振り下ろされる一撃を再び躱した六郎――を衝撃が襲った。
空を斬ったジンの大剣が大地にぶつかった瞬間爆発したのだ。
魔力だけの爆発というより、炎が爆ぜた様な熱を持った一撃。肌を焼くその感覚を覚えながら吹き飛ぶ六郎は、「そんなんも有ったの」と宙で身体を回転して受け身を――とる六郎に迫る追撃の刃。
鼻先に迫る刃を蹴り上げるが、その軌跡を巨大な炎の渦が追いかけた。
刃は逸れても肌を焼くその感覚に、宙を蹴って間合いを切る。
「なんで二人が戦ってんの?」
「知らん。襲ってきたけぇ応じとるだけじゃ」
洞穴から叫ぶクロウに、面倒だという思いを隠すことなくヒラヒラと手を降って六郎が答えた。
「コロス……コロス!」
叫ぶジンが間合いの外から大剣を振り下ろせば――まるで龍の息吹のような炎が渦を巻いて六郎に襲いかかる。
「殺す……のぅ?」
巨大な炎を前に片眉を上げて腰を落とした六郎の右正拳――弾ける風圧が炎を掻き消し霧散させていく――弾ける炎を突き破ってジンの突進。
超速の突進に加えた大剣のリーチ。
そして炎の中から現れるという虚をついた攻撃。
完璧なタイミングの切っ先が六郎に吸い込まれるように――ジンの喉仏を掴む六郎の左手。
切っ先が通り抜けたのは、六郎が開いた体の真横。
交差のタイミングで六郎がその左手でジンの喉を掴んで、勢いそのまま地面に叩きつけた。
「ガッ――」
肺の空気が抜け、酸素を求めるようにジンの口がパクパクと動く。
「こぉら。

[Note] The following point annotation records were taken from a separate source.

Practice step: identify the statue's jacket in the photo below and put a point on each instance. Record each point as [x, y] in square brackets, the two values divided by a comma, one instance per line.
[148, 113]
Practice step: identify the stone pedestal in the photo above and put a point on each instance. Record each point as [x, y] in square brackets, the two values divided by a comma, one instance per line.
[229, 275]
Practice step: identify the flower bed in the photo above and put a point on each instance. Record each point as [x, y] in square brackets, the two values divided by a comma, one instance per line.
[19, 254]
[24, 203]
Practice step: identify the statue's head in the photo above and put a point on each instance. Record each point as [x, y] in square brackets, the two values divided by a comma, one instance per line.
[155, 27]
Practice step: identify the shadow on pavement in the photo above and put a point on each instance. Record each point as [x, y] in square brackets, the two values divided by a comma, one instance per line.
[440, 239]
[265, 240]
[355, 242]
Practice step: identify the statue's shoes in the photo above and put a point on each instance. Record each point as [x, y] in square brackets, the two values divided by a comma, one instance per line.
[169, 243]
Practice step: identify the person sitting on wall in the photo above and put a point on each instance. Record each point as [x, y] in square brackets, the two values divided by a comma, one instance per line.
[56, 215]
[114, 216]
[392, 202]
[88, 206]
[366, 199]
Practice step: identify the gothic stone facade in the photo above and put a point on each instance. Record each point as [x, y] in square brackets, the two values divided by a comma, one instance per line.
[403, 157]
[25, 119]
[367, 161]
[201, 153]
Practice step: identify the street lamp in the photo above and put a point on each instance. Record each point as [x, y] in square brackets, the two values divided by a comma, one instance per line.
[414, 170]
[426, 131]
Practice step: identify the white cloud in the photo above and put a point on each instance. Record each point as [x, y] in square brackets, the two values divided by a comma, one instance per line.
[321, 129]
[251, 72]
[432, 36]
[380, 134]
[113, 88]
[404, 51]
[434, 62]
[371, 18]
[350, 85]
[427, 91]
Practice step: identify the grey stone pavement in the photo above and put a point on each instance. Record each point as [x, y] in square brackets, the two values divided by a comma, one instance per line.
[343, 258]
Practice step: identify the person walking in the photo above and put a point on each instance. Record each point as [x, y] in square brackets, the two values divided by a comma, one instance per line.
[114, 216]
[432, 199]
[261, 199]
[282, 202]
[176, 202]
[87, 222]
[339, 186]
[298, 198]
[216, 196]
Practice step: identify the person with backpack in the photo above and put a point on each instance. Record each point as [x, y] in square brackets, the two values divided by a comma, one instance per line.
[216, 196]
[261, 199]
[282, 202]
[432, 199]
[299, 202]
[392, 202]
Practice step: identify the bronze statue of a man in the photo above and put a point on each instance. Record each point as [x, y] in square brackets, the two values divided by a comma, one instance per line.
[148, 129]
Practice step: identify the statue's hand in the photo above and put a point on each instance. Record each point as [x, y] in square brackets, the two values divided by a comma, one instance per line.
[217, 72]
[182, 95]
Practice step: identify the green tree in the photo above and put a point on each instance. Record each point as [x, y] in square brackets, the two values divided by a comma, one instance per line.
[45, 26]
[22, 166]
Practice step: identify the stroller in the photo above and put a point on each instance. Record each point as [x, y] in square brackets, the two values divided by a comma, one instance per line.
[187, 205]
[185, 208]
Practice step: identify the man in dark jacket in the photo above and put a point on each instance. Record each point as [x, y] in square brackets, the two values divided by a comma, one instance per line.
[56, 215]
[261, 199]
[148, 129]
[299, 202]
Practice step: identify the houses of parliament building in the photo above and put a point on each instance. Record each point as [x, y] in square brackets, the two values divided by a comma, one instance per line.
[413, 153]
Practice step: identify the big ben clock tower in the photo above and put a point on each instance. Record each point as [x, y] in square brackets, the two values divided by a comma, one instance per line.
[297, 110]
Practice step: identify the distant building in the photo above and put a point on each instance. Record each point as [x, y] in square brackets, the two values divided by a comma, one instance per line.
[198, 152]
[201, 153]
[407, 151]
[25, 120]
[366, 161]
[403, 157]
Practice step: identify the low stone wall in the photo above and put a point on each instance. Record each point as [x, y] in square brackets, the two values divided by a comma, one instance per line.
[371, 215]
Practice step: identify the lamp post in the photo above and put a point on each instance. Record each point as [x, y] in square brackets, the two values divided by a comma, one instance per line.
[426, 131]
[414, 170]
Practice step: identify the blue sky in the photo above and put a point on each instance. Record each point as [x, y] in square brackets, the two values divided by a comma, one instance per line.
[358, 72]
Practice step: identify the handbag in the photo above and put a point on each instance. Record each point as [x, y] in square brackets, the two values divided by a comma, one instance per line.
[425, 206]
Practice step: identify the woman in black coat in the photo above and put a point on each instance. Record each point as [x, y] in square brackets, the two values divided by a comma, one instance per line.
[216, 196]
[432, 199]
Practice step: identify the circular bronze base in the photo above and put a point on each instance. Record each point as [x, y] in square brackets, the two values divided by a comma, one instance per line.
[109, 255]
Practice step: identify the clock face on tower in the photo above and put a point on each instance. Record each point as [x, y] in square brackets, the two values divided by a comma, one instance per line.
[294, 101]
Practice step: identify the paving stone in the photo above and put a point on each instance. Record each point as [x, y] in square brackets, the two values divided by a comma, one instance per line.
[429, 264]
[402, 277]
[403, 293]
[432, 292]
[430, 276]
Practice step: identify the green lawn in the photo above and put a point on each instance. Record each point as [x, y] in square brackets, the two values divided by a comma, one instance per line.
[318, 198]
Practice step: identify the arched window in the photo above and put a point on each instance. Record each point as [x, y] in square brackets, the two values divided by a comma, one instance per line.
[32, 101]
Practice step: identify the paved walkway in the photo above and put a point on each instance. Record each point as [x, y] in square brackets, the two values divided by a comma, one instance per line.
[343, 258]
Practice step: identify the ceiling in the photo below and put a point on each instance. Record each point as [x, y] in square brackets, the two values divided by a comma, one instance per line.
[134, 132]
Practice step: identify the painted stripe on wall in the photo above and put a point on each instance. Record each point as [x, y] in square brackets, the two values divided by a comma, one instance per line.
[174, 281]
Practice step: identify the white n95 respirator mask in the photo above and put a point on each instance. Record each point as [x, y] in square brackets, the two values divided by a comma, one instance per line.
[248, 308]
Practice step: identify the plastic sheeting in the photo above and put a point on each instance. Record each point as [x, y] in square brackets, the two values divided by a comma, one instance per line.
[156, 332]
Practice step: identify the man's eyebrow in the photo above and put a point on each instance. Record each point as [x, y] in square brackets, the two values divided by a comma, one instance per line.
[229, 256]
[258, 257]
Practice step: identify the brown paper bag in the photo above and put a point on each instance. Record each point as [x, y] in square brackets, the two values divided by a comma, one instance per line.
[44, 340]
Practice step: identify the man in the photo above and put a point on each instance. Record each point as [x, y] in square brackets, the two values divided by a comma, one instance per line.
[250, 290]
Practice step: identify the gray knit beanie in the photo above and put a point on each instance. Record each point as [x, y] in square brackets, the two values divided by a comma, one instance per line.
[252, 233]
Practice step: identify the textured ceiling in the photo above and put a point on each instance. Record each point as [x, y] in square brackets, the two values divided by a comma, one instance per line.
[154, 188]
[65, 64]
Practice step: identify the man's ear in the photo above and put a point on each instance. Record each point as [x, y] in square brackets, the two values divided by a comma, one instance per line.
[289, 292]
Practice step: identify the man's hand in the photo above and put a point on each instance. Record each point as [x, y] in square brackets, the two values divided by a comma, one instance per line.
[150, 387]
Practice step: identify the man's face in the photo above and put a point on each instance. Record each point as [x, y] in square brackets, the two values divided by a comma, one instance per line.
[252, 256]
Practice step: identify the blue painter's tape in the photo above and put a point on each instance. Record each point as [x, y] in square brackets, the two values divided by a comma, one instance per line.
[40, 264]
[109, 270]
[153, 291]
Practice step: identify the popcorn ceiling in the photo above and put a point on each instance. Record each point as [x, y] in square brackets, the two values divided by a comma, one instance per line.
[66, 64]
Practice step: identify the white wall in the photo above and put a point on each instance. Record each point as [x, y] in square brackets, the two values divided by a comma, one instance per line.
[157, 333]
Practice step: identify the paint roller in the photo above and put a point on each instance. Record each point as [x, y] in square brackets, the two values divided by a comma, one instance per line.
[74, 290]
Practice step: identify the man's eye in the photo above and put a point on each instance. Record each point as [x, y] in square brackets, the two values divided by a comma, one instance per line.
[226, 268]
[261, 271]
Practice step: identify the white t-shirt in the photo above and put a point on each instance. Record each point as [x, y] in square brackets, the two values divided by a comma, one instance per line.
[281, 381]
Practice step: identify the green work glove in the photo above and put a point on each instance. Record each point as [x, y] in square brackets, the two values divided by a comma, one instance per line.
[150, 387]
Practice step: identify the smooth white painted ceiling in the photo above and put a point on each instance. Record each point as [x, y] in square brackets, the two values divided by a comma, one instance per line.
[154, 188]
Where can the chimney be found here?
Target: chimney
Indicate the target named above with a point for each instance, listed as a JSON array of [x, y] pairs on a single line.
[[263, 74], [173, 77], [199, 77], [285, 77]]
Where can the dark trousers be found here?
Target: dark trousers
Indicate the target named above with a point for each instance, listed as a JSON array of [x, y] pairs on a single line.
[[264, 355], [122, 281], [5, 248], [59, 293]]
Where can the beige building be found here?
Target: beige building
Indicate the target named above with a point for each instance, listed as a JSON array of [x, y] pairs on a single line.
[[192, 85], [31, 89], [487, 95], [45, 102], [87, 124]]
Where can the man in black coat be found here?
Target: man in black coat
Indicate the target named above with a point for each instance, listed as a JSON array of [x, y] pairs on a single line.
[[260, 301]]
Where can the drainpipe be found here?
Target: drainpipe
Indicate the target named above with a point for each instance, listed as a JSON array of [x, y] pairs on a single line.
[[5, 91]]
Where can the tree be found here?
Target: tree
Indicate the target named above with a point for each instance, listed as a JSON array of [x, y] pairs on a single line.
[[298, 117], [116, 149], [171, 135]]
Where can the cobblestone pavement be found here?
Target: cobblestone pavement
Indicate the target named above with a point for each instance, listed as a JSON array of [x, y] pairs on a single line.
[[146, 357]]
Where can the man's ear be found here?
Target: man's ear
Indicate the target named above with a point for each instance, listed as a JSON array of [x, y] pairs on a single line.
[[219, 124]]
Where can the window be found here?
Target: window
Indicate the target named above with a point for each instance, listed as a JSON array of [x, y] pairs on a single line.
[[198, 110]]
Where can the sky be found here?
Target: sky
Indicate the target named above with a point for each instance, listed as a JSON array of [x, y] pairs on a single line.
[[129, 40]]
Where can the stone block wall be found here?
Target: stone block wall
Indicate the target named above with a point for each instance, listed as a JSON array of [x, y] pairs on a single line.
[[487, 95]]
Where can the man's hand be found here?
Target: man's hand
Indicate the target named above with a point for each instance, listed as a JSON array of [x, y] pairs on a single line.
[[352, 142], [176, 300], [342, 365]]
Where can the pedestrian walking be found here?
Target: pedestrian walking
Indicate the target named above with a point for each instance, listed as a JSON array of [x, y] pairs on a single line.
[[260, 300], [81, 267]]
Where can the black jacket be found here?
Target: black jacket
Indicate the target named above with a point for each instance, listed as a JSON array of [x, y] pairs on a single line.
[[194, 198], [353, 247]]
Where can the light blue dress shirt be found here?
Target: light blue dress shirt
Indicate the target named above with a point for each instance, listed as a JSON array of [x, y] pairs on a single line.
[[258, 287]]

そろそろいい加減にせんか。そげな力技でワシが殺せるっち思うとんのんか?」
「コロス……コロス」
抑え込む六郎の左手を両手で掴んだジンが燃え上がる――
「やかましか!」
そのジンの顔面に突き刺さる六郎の右拳骨。
霧散する炎を前に呆れ顔の六郎がジンを引き摺り起こす。左手一本で持ち上げられるジン
「何時まで阿呆さらしとんじゃ。早う正気に戻れ。正気に戻って、頭と技ば使うてかかってこい。ツマランやろうが」
獰猛な笑顔でジンを放り投げる六郎に、「え? 正気に戻ったら終わりじゃないの?」とクロウが非難の声を上げる。
「コロス……コロス!」
再び上がるジンの咆哮に、六郎が盛大な溜息。
「仕方がねぇの……そん程度ん腕でワシが殺れるっち思うとんなら……そんまま死ね」
弾ける地面。
消える六郎の姿――
一瞬でジンとの距離を詰めた六郎。
慌てるように振り抜かれる一撃――は間に合わない。
地面を穿つ踏み込みとともに六郎が放った左
その一撃が、ジンがもつ大剣の柄頭を捉える。
空気を震わせ、大剣がジンの手から吹き飛ぶ――
壁に刺さる大剣。
「危なっ!」
響くクロウの悲鳴。
それを掻き消すのは六郎が繰り出した右後ろ回し蹴り。
ジンの右側頭部に当たったそれが、凡そ人を蹴ったとは思えない程の音で響き渡った。
吹き飛ぶジン――を追う六郎。
回り込み、真上から右拳を叩きつければ
地面に叩きつけられるジンの身体。
それが跳ね上がれば、打ち上げ気味の左
転がり砂埃を上げるジン。
六郎はと言うと、クロウの真横に突き刺さった大剣を引っこ抜いている。
起き上がったジンの身体を纏う炎は最初とすると随分と弱々しい。それでも瞳に宿る変わらない憎悪に六郎がつまらなそうに鼻を鳴らして大剣をジンへと放り投げた。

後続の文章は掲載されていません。